Handful of large bittersweet chocolate chips (optional)

Preheat oven to 375°. Prepare mini muffin tin by lightly coating with butter or oil.In medium bowl sift flour, baking soda, baking powder, salt and spices. Add oat bran to flour mix.

In large bowl combine all remaining ingredients except chocolate chips, whisk until well combined.

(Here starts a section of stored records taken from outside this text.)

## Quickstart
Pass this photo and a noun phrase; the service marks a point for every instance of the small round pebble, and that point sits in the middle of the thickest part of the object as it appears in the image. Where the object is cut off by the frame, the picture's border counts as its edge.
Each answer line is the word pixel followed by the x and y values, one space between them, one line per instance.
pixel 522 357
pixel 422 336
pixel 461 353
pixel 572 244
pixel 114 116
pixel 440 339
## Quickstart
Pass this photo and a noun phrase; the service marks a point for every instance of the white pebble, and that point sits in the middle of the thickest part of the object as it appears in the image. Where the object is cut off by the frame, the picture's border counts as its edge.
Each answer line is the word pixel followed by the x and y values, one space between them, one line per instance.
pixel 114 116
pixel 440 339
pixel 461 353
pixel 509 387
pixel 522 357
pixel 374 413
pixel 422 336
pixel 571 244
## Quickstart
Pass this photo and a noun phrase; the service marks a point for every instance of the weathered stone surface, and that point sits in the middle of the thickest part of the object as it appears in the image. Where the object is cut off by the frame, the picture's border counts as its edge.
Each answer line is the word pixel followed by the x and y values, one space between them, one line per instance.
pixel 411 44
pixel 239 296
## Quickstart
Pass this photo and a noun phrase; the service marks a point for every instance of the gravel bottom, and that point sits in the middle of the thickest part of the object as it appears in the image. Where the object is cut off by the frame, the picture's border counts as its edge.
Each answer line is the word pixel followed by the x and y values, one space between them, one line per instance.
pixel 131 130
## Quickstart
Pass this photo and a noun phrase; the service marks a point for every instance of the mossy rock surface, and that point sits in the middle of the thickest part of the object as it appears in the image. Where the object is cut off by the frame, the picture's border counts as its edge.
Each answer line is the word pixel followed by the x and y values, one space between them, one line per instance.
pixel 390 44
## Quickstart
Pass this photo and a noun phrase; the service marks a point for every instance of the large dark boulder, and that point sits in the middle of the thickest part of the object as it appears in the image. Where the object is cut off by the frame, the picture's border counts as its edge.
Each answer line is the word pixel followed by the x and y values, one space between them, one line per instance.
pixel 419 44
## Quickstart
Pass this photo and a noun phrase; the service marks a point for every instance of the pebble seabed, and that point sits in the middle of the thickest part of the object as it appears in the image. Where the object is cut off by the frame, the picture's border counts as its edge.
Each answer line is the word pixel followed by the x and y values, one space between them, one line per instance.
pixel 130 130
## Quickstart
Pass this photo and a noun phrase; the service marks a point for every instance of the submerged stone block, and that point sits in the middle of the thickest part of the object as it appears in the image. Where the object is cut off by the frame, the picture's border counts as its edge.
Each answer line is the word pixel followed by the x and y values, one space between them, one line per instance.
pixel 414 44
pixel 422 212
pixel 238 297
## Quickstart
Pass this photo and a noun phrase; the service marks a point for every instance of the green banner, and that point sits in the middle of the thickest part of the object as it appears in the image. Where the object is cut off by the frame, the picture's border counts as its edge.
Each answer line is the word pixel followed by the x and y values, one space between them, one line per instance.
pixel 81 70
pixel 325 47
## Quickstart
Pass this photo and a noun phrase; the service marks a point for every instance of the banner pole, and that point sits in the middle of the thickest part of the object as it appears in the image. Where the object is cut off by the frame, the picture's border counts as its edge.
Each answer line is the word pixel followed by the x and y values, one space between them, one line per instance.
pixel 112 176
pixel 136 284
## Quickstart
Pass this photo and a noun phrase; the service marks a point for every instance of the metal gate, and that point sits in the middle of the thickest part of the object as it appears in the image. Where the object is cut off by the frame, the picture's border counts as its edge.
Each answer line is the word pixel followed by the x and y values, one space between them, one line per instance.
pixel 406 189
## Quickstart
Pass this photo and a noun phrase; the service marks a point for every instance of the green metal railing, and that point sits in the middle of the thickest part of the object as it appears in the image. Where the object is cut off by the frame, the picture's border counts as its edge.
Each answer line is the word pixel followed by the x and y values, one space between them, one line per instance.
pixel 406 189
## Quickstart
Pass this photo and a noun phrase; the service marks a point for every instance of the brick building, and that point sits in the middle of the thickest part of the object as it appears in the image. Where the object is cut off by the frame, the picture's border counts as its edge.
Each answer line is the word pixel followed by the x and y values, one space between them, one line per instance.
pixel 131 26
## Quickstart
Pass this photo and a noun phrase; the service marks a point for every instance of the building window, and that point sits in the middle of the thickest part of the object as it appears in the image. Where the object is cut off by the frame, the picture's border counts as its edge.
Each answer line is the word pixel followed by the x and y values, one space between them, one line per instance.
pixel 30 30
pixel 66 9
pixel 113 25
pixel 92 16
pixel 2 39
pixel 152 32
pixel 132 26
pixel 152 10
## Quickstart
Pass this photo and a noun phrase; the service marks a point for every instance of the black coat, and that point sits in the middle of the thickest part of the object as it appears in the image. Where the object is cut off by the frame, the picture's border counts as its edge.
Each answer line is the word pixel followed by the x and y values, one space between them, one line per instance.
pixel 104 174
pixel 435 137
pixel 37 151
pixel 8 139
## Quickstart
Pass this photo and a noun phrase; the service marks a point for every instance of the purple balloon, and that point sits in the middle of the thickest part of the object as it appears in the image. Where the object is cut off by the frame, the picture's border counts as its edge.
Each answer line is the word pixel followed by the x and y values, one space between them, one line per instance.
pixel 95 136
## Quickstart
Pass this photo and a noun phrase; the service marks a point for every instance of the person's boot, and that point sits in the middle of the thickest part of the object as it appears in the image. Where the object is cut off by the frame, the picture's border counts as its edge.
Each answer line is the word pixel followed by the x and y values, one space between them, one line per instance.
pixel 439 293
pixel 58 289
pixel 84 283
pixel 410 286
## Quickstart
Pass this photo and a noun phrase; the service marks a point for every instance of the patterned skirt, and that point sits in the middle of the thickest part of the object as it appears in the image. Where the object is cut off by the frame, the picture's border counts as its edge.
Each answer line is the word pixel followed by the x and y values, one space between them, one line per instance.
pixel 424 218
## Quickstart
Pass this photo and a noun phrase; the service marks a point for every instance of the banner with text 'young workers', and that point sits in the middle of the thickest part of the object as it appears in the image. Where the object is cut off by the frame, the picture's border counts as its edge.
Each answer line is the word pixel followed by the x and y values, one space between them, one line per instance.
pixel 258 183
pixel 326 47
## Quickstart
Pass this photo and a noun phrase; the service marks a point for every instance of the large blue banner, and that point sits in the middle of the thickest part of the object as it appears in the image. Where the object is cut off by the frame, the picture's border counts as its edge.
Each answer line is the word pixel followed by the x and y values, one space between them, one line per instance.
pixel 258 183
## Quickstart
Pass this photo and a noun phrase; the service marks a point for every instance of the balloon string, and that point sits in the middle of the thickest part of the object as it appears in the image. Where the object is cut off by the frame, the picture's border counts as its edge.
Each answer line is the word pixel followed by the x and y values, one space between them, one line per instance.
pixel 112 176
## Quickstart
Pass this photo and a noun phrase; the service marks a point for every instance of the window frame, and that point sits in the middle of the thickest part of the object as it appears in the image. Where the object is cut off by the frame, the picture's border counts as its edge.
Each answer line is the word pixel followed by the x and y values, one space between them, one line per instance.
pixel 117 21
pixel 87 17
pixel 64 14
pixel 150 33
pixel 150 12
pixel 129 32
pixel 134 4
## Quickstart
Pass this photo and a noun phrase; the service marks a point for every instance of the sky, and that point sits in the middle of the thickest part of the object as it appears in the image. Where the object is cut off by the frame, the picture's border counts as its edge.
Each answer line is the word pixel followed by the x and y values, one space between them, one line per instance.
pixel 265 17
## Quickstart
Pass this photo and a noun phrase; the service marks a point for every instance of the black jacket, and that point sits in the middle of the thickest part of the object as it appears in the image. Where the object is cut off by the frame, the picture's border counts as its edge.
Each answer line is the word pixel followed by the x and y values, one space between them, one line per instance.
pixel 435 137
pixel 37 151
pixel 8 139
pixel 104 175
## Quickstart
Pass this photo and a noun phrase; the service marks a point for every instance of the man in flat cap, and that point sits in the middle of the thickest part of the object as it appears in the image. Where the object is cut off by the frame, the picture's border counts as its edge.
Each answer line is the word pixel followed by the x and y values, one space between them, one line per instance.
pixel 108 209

Add flour and bran mixture, stir to combine. Fill miffin tins ¾ full with batter and place a single chocolate chip in the center of each muffin cup.

Bake 12-14 minutes. Cool in pan 2-3 minutes, then move to cooling rack to cool completely.

 

Pumpkin Kale Quiche October 13, 2011

Filed under: Breakfast,Eggs,Lunch/Dinner — annalope @ 5:15 am
Tags: , , ,

My daughter is a big fan of eggs, so when I told her we were having quiche for dinner and she gave me a serious, disapproving look and shook her head no, I knew she still wasn’t clear on exactly what a quiche is made of. “Egg Pizza!” I exclaimed, and immediately encountered an excited face with big eyes and some of my favorite words to hear: “Ella help.” She always says “help” with such anticipation and hopeful uncertainty, really drawing out the word as she enunciates every letter and places her face, eyebrows raised, squarely in front of yours where she can lock eyes with you so there’s no mistaking how committed she is to her request. Then she runs looking for a big chair to pull up to the counter, and I make sure to hide any extra eggs I don’t want her cracking. Destruction – creation – destruction – creation…this task was designed for a toddler.

Pumpkin Kale Quiche

Note: I use a large quiche pan for this dish (not a standard pie pan). If you don’t have one, or a suitably sized dish (who says quiche has to be round?) you’ll want to use 2 pie pans and make 50% more crust.

For Crust:

1 cup whole wheat pastry flour

½ cup white whole wheat flour

½ t. salt

4 T. coconut oil

6 T. cold unsalted butter, cut into cubes

¼ cup iced water

Combine flours and salt in medium bowl. Cut in coconut oil and butter until pieces are no larger than pea sized. Add water and mix very gently, kneading only a couple times to form a ball. Flatten slightly into a disc, place on plastic wrap and chill in the refrigerator for 30 minutes while assembling other ingredients.

For Quiche:

5 cups roughly chopped kale

1 cup shredded sharp cheddar cheese

¼ cup pumpkin puree (homemade or canned)

10 eggs

½ cup half and half

½ t. sage

1/8 t. black pepper

½ t. salt, divided

In large sauté pan, combine kale with 2-3 T. water, cover and cook over medium heat until kale has steamed (3-5 minutes), stirring occasionally. Add ¼ t. salt to kale, place in bowl; shred cheese into same bowl. In large measuring glass or 1 qt. bowl combine pumpkin puree, eggs, half and half, sage, pepper and remaining ¼ t. salt. Cover and keep egg mixture cold while crust prebakes.

Preheat oven to 350°. Roll out chilled dough on a lightly floured surface to cover quiche pan and gently press into pan. Poke the bottom of your crust several times with a fork. Bake for 15 minutes.

Place kale onto prebaked crust, top with cheese, then cover with egg mixture. Bake for 20 minutes or until egg mixture is set.